Even if you are, like me, “oysgezoomt,”(i.e. suffering from Zoom fatigue), the production’s choice of Zoom as a medium is no excuse to skip it. Just the opposite. While far too many actors have approached Zoom as if it were a normal stage, this revival of “The Dybbuk” plays to the strengths of the medium. It has a haunting ethereal quality well-suited to a play that is often, only half-jokingly, referred to as a Yiddish mash-up of “Romeo and Juliet” and “The Exorcist.” Far from your typical theater experience, where meaning is found in the ways that actors relate to one another in physical space, here the stars are confined to two-dimensional boxes, only their heads and shoulders visible. The effect is something between radio-theater and digital phantasmagoria as actors flicker on and off the screen like hallucinations of haunted graveyards.
Directed by Allen Lewis Rickman, the international production features klezmer star Daniel Kahn as Khonen, the mystically-inclined yeshiva student whose soul possesses his love-interest Leah (Yelena Shmulenson); Israeli stage and film legend Mike Burstein as Reb Sender Brinitser, Leah’s father; Yiddish singer and actor Mendy Cahan as the holy man Reb Azriel Miropolyer and Shane Baker as the town Rabbi Reb Shimshon. The Argentine Yiddish actor Rafael Goldwasser, Canadian Yiddish scholar and raconteur Michael Wex, Israeli actor Amitai Keder and American stage veteran Suzanne Toren round out the international cast.
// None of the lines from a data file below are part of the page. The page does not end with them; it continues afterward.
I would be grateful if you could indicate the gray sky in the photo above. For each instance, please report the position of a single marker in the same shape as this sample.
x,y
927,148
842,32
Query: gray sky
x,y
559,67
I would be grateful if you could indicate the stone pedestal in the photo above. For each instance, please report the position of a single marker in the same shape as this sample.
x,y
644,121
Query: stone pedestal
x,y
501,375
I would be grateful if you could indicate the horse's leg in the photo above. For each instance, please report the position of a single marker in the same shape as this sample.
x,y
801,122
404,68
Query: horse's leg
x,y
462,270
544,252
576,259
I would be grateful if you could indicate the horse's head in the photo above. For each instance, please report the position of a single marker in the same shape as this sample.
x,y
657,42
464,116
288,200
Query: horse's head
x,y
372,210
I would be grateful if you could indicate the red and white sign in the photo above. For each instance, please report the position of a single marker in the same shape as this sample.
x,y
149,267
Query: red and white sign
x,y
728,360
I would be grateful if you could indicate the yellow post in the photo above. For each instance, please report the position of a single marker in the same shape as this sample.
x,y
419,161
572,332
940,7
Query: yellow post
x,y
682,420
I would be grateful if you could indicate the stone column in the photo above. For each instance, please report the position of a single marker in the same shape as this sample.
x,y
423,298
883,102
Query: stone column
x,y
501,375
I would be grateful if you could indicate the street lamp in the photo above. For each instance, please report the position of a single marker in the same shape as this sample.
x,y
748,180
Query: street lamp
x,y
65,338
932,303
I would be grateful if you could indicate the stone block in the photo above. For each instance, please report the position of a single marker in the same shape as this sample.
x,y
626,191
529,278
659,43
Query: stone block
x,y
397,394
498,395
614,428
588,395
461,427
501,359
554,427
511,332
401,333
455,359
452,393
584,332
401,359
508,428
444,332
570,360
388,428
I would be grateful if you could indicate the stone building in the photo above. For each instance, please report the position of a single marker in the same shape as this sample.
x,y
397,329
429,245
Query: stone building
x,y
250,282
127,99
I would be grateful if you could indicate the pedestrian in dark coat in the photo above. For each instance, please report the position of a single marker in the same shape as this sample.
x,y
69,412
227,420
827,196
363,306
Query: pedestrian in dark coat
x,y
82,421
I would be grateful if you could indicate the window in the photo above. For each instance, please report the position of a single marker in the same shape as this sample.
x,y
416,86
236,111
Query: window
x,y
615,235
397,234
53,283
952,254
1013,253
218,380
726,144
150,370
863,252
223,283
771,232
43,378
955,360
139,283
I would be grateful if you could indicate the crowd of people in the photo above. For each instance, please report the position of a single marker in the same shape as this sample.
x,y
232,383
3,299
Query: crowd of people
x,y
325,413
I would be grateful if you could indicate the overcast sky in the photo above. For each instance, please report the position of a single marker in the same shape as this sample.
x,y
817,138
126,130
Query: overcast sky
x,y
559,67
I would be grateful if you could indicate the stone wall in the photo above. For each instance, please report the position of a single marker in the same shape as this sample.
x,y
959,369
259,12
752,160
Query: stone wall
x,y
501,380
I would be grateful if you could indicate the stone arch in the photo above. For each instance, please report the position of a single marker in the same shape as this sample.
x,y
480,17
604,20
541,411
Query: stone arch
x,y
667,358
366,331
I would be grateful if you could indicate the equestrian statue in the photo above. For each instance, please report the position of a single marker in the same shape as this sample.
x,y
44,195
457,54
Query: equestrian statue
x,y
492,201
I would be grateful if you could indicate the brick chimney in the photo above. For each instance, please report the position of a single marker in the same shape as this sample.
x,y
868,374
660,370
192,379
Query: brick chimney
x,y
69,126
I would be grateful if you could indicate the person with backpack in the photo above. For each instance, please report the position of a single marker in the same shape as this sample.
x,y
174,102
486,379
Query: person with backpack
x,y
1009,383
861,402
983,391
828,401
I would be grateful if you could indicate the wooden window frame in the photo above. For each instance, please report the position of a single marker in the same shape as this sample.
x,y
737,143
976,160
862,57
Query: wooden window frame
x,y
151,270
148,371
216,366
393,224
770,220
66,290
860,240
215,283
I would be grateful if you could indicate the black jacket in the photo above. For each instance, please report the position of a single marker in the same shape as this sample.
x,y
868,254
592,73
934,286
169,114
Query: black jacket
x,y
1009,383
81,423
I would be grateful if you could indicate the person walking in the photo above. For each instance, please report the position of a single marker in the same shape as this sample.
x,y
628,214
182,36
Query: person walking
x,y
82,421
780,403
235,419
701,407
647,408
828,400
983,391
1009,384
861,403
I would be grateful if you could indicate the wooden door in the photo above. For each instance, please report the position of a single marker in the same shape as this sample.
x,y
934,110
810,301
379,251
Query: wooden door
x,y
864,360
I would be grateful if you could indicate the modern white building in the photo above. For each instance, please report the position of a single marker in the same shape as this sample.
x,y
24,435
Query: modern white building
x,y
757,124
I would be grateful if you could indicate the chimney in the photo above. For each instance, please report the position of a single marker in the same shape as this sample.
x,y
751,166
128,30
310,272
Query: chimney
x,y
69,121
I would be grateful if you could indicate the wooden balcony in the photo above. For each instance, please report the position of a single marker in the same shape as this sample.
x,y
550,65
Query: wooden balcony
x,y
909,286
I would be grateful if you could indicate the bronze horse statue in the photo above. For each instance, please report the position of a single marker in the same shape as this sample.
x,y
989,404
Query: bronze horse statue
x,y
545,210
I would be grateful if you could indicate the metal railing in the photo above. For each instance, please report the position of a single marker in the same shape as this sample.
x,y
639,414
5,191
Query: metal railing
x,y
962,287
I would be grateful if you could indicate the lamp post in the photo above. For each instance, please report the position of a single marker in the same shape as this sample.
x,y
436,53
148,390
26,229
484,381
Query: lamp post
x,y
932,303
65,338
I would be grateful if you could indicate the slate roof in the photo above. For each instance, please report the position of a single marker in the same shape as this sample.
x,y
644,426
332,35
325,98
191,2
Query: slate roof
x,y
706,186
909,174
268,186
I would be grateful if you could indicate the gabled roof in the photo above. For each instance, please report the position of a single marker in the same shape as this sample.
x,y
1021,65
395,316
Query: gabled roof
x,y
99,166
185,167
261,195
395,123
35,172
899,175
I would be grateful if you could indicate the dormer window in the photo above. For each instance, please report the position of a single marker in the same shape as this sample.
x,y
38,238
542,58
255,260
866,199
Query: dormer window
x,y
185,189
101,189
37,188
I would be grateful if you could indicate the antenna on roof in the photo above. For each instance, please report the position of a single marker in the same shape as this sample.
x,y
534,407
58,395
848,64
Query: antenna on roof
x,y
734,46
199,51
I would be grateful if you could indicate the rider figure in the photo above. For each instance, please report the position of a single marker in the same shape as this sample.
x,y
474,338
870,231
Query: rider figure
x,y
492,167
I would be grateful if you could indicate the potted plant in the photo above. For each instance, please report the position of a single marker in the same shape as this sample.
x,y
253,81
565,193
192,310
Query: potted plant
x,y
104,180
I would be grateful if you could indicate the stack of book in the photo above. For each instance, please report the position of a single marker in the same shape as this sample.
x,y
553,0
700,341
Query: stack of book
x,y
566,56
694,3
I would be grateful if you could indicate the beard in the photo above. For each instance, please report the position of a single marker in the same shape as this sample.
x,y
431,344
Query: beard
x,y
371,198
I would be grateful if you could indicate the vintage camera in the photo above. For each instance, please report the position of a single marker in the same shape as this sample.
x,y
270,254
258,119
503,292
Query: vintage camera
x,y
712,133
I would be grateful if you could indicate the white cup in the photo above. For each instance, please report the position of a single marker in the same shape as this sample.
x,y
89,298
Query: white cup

Like every production of “The Dybbuk,” whether adapted for film, radio or theater, the performance lives or dies on the strength of the actress who plays Leah. Yelena Shmuelenson steals the show with an unforgettable portrayal of madness and demonic possession that manages both to inspire sympathy and be genuinely creepy. It’s a delicate balance that I’ve often seen fall flat. If the role is played too menacingly, the audience can’t empathize with Leah’s anguished cries. But if she is portrayed too conventionally, the play is no longer frightening. Shmuelenson, whose preternatural ability to switch on a dime between tragedy and comedy has served her well everywhere from the Yiddish stage to Netflix and HBO, gives a performance that, like the show’s titular dybbuk, you won’t be able to get out of your soul.